Much of Zimmerman’s work involves obsessively-rendered graphite drawings from what appear to be disparate photographic sources. A bison carcass, an icy landscape, a demolition site, and a hand preparing to perform a disappearing-coin trick are among the seemingly unrelated images on view. But words matter, too, and both of two limited-edition zines (available for $1 each) are chock full of them – along with images from or related to the show – offering stream-of-consciousness clues into Zimmerman’s thinking.
Other text-heavy pieces include a Steve Wolfe-style graphite replication of the cover of René Daumal’s Mount Analogue: A Novel of Symbolically Authentic Non-Euclidean Adventures in Mountain Climbing and a graphite drawing of black space around the letters – their whiteness that of the remaining unmarked paper – that make up the word “ENDLESS.”

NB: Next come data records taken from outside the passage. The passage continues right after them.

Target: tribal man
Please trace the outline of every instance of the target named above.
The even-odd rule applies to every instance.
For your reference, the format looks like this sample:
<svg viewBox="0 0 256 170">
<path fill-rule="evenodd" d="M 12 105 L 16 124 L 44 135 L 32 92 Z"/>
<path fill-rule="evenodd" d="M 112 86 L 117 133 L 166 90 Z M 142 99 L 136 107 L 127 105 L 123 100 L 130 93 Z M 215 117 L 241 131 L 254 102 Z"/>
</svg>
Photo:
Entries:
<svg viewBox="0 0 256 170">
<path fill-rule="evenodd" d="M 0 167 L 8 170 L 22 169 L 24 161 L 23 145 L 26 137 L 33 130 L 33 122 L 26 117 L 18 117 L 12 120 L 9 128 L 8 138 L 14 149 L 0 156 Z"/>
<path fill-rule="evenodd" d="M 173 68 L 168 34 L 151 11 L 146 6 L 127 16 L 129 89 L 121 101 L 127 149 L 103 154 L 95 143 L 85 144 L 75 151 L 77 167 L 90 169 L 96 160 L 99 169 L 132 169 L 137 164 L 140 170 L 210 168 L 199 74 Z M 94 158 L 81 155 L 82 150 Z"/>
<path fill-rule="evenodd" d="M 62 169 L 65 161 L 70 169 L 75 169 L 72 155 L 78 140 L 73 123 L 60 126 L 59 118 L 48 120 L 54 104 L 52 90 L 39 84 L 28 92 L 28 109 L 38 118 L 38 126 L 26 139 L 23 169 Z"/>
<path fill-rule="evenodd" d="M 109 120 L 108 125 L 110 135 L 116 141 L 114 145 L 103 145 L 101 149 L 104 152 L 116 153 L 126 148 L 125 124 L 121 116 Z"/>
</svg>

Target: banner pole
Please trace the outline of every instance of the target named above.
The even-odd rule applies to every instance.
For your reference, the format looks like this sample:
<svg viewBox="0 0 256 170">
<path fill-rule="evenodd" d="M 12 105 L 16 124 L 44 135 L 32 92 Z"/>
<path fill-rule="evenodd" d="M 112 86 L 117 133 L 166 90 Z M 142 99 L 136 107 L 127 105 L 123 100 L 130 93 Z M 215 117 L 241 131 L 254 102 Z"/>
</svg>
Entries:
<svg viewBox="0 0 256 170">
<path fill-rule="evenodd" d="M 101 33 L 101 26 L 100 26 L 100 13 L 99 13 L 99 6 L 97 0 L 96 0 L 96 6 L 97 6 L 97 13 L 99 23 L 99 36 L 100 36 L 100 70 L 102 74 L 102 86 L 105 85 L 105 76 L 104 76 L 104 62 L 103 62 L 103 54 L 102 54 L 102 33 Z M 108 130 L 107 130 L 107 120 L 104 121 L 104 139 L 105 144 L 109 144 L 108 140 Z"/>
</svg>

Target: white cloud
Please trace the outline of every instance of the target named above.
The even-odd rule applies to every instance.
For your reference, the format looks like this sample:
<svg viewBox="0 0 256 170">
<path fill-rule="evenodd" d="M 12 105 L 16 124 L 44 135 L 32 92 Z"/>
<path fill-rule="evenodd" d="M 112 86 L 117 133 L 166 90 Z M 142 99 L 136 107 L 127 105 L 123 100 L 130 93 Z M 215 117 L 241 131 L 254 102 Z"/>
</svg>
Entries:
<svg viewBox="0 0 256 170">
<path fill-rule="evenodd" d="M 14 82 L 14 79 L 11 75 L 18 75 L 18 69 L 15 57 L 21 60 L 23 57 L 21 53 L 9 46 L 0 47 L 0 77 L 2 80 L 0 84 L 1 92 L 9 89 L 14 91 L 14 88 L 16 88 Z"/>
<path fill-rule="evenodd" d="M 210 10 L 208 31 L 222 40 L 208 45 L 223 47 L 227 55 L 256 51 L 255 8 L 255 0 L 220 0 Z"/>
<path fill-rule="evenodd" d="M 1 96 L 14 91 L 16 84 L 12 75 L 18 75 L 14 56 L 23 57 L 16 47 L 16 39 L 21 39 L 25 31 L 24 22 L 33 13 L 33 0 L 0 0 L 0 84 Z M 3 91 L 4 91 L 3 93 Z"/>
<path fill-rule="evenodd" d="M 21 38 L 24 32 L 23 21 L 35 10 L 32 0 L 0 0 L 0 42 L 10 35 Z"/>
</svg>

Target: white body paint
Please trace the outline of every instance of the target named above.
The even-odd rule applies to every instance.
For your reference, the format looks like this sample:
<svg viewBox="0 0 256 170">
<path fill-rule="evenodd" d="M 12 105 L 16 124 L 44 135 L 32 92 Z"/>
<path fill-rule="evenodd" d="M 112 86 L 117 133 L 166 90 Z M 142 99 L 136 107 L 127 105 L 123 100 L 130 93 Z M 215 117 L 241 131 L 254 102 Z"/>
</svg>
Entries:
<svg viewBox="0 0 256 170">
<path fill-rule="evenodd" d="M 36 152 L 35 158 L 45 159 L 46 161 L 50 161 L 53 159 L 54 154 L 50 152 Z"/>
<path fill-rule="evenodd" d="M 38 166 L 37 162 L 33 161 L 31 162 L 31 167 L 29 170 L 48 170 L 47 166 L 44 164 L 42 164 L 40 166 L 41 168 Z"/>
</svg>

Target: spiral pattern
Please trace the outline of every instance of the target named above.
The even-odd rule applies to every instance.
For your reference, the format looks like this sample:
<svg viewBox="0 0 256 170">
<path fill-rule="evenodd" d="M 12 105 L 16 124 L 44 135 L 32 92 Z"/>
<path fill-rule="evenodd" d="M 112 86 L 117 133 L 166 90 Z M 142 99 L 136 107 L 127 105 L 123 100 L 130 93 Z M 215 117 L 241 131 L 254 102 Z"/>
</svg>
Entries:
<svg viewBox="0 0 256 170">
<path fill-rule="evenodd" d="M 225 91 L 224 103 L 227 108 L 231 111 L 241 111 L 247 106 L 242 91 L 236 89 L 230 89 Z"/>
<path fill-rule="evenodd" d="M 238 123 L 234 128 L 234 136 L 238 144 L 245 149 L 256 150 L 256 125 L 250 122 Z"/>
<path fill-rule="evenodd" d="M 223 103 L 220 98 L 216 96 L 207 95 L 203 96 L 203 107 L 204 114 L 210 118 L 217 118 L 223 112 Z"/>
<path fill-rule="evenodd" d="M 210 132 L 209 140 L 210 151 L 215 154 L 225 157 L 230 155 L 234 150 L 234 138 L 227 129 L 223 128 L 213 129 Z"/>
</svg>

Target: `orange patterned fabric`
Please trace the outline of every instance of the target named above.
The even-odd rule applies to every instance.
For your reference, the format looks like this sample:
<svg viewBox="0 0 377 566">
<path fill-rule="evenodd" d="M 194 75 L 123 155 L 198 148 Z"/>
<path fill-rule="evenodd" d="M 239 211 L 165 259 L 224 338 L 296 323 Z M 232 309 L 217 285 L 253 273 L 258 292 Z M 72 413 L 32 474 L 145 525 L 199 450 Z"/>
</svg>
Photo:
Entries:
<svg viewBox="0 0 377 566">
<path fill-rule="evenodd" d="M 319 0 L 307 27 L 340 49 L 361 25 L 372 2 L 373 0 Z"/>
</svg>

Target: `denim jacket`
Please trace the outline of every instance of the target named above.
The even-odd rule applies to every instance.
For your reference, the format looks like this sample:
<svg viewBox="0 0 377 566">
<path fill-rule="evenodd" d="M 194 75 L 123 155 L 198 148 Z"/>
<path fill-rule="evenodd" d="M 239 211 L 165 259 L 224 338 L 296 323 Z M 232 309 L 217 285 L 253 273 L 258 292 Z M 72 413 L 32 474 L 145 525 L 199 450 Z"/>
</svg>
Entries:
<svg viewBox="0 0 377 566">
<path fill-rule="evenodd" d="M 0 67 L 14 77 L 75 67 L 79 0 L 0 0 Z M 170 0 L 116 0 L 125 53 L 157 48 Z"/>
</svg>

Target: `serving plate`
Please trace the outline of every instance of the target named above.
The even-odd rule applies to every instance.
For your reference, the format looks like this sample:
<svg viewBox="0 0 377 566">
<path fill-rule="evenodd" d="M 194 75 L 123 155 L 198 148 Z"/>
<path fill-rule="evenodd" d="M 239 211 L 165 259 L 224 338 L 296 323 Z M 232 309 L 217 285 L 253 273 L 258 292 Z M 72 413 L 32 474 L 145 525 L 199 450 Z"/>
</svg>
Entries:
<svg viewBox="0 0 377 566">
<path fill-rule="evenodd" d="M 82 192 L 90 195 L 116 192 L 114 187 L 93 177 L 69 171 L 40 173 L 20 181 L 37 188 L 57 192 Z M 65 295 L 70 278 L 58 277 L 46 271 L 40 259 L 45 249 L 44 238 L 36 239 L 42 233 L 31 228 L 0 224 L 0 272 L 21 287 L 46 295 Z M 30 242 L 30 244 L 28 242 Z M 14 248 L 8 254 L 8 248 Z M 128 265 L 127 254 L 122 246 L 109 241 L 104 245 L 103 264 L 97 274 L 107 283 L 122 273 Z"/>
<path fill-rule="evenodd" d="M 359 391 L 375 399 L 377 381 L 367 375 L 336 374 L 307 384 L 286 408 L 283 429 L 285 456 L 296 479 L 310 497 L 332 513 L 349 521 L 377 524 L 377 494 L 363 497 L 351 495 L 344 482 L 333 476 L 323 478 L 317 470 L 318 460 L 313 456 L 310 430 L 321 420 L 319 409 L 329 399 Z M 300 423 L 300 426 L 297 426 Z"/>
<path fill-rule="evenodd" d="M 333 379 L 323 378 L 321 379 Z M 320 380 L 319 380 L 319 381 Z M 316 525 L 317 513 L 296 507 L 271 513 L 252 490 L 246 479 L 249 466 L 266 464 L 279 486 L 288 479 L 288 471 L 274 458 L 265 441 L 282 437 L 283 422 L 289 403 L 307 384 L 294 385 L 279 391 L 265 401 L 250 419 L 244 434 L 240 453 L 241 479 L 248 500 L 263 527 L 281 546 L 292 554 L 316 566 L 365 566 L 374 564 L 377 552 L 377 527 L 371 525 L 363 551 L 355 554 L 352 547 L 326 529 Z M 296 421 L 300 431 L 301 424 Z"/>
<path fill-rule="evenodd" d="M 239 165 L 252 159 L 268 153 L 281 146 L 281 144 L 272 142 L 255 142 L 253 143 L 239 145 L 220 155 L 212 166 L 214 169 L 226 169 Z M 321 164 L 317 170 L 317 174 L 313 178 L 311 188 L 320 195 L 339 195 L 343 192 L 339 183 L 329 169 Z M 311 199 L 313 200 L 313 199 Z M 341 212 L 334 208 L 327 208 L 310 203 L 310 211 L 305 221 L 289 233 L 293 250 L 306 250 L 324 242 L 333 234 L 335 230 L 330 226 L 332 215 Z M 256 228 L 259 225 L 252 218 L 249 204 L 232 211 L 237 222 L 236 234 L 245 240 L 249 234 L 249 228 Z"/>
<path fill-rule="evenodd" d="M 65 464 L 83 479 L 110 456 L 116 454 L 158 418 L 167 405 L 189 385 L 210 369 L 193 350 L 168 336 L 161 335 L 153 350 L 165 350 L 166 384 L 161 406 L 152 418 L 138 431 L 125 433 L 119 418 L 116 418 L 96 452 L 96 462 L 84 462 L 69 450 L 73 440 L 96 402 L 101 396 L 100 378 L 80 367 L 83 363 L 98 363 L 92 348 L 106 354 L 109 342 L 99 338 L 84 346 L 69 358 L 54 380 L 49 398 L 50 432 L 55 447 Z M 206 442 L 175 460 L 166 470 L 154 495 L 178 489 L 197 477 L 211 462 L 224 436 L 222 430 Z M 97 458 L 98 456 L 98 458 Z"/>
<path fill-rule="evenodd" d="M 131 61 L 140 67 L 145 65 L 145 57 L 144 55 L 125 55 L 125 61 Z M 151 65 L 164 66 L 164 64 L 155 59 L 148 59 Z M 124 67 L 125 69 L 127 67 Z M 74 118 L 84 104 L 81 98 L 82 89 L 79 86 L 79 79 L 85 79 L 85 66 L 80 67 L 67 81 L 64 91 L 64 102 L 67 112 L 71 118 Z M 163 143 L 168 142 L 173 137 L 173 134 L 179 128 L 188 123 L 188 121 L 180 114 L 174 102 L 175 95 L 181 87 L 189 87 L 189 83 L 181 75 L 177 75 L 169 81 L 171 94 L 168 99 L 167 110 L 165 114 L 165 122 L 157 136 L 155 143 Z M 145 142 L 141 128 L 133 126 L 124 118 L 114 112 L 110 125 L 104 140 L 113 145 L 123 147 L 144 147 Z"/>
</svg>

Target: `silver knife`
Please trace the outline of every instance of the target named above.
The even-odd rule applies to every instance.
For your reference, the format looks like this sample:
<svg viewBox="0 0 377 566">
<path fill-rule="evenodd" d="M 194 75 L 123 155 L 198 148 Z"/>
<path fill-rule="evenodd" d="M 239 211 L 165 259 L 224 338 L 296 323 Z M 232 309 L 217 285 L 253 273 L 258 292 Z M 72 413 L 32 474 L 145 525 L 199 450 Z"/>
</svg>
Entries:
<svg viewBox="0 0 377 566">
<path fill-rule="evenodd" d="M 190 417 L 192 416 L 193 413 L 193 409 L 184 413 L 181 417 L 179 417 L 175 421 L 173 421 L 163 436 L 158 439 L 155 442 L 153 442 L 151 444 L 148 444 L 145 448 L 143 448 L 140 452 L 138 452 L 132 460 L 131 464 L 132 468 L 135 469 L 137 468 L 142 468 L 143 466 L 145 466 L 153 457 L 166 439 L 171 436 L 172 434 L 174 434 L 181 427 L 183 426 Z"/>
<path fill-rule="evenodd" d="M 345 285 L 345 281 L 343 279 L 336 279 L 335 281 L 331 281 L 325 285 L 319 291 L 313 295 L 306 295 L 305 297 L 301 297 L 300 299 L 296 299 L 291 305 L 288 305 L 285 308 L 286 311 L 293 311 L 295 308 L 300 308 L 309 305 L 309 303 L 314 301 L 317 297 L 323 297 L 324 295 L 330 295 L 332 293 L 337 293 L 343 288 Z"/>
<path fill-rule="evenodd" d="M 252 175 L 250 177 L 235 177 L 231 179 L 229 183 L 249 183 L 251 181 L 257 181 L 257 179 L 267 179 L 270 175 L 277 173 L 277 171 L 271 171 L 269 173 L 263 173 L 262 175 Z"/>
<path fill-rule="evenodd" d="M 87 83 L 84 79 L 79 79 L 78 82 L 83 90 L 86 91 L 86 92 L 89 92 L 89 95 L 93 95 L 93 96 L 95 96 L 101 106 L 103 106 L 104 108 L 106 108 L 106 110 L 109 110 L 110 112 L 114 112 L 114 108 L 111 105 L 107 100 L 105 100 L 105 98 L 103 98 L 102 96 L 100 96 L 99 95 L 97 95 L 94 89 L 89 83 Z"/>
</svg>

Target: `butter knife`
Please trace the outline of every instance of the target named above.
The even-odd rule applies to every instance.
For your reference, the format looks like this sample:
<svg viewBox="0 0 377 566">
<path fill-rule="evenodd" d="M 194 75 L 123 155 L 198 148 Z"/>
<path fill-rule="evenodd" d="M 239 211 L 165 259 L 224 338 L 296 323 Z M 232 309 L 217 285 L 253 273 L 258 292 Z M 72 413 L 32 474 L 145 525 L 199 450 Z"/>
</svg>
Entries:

Endlessness’s significance gets reinforced in Endless (Disharmony), a drawing of an old-school “endless” audio cassette tape, the kind meant to play in a continuous loop. But the top half of this one’s plastic casing has been removed to reveal that part of the tape has slipped off its roller, poignantly signaling an end to this recording’s endlessness.
On the wall opposite Endless (Disharmony), Zimmerman has arranged segments of what’s billed as an endless cassette tape containing audio of the Apollo 11 landing into rays emanating from an orb. That they’re held with map pins to the wall is not merely expedient; map imagery pervades this show, as do Zimmerman’s dazzling Field collages of cut-up and reassembled National Geographic-like photos, which are striking for the tension between their diminutive size and the terrifying grandeur of the natural world they evoke.
As the title of another drawing – Black Cat, Dark Room, Not There, a reference to an old quote comparing metaphysics to searching a dark room for an absent or non-existent black cat – suggests, Zimmerman isn’t giving up the hunt anytime soon, even as he nods to its futility.